DESCENT by Tom Walmsley, directed by Kate Lynch (Theatre Passe Muraille, 16 Ryerson). To November 19. $10-$30, Sunday pwyc-$15. 416-504-7529. See Continuing, page 68. Rating: NNN Rating: NNNNN
Tom Walmsley's descent has skilful dialogue and characterizations but leaves us feeling puzzled rather than satisfied.
Two boozing friends, both named Randy, one a poet who scribbles on coasters and napkins (Brendan Murray) and the other a hedonist (Christopher Morris), pick up Susan (Deborah Hay) for a night of raw sex before she enters into a conservative marriage. As they're partying, they get a visit from Robinson (John Blackwood) and his partner, James (Paul Fauteux).
Susan, who keeps blacking out, is attractive to all four men, regardless of their sexual orientation. It's all very funny, with some wonderfully goofy world views and fine performances under Kate Lynch's direction.
In the second act, set several years later in a desecrated church, the pace is slower and things have darkened considerably.
The Randys, in a deeper alcoholic stupor, slur their speech more, and everyone muses on the existence of God. In a series of encounters, sermons and soliloquies, the characters question what they are doing , what they believe in and whether faith is useful or not.
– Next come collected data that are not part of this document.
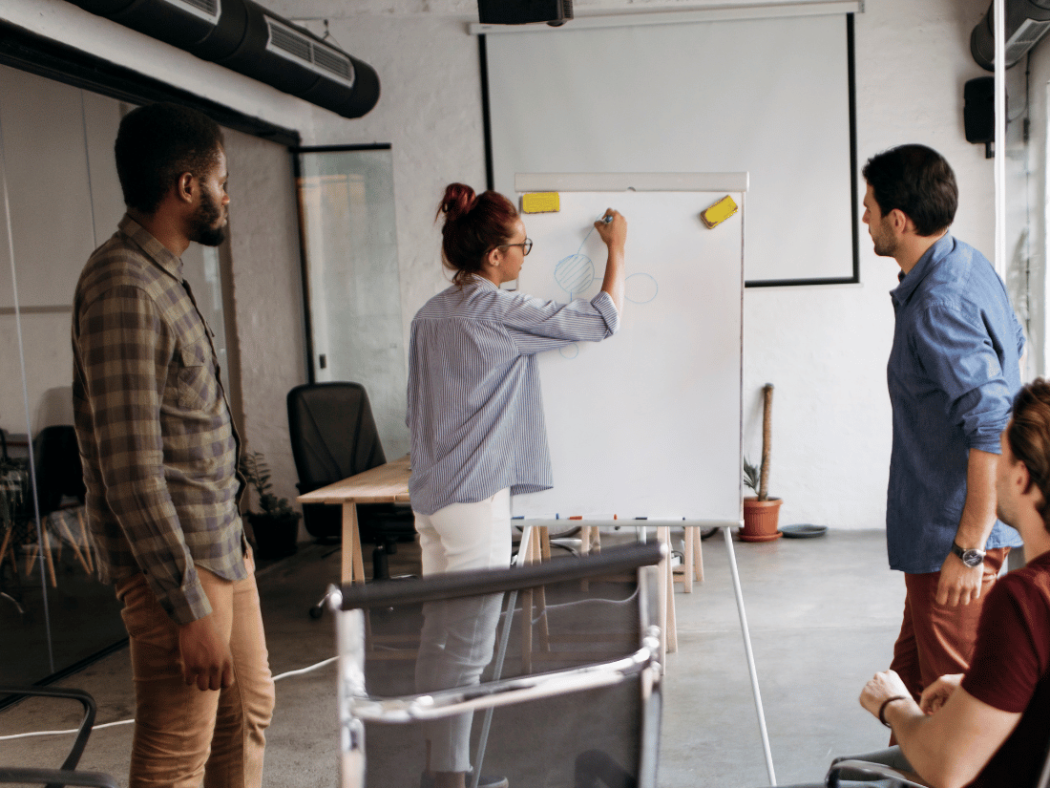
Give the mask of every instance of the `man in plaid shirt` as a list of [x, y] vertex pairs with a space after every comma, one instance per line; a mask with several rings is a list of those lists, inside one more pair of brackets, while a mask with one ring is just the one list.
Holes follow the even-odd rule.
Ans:
[[259, 786], [274, 690], [239, 442], [179, 259], [223, 241], [222, 132], [141, 107], [116, 159], [127, 214], [77, 284], [73, 405], [91, 531], [131, 638], [130, 786]]

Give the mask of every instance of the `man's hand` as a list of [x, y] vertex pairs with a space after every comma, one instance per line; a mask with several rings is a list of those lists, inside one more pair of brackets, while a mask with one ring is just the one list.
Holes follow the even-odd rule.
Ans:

There's an added savagery to the comedy here, and I wish the script had articulated that threatening essence more clearly.
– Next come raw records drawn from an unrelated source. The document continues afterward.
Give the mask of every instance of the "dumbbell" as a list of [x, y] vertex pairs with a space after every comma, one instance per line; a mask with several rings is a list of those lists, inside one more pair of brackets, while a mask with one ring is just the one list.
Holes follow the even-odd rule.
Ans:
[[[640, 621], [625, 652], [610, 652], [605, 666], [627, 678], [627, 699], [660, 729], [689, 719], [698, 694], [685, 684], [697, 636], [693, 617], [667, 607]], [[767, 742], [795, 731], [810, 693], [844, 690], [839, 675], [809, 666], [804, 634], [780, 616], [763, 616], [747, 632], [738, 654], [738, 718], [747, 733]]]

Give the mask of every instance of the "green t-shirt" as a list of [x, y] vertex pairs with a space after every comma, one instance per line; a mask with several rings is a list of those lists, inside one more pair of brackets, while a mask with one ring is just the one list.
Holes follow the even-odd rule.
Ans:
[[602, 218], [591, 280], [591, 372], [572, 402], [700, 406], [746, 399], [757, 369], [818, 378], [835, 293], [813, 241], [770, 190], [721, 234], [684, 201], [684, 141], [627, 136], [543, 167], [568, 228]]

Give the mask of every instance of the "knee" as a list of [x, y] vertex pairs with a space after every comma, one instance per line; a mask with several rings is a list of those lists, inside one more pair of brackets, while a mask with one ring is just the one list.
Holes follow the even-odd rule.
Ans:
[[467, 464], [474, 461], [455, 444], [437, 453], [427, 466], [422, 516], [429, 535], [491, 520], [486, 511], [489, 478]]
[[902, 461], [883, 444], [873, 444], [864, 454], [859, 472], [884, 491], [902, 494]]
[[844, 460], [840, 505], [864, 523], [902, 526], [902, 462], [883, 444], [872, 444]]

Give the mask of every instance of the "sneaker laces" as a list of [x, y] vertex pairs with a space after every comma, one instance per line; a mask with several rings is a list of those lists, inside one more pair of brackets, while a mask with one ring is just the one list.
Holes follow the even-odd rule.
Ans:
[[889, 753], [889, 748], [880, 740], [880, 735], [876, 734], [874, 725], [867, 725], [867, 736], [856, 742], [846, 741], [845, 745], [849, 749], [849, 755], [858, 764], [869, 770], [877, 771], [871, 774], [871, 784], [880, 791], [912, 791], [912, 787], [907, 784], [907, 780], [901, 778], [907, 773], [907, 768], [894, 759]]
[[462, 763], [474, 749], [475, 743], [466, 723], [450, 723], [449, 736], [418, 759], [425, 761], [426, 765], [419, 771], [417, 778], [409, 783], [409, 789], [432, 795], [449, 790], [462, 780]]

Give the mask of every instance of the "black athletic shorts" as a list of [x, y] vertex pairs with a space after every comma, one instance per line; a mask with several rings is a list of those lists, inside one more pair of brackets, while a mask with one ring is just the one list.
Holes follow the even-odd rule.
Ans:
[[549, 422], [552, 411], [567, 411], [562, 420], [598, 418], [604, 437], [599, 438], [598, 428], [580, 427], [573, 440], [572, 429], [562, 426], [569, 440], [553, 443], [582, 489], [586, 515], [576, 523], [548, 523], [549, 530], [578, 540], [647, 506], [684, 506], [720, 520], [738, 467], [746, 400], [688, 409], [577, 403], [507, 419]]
The actors deliver some powerful work here, especially Hay as the dipsomaniacal Susan, whose bitterness reaches an acid level, and Fauteux as the insecure low man in this social and sexual pecking order who climbs higher by the end.
Morris and Murray manage to be both an entertaining and off-putting Mutt-and-Jeff team, while Blackwood, by his suggestive tone, succeeds in turning Robinson from a figure of formidable power to a ghostly presence.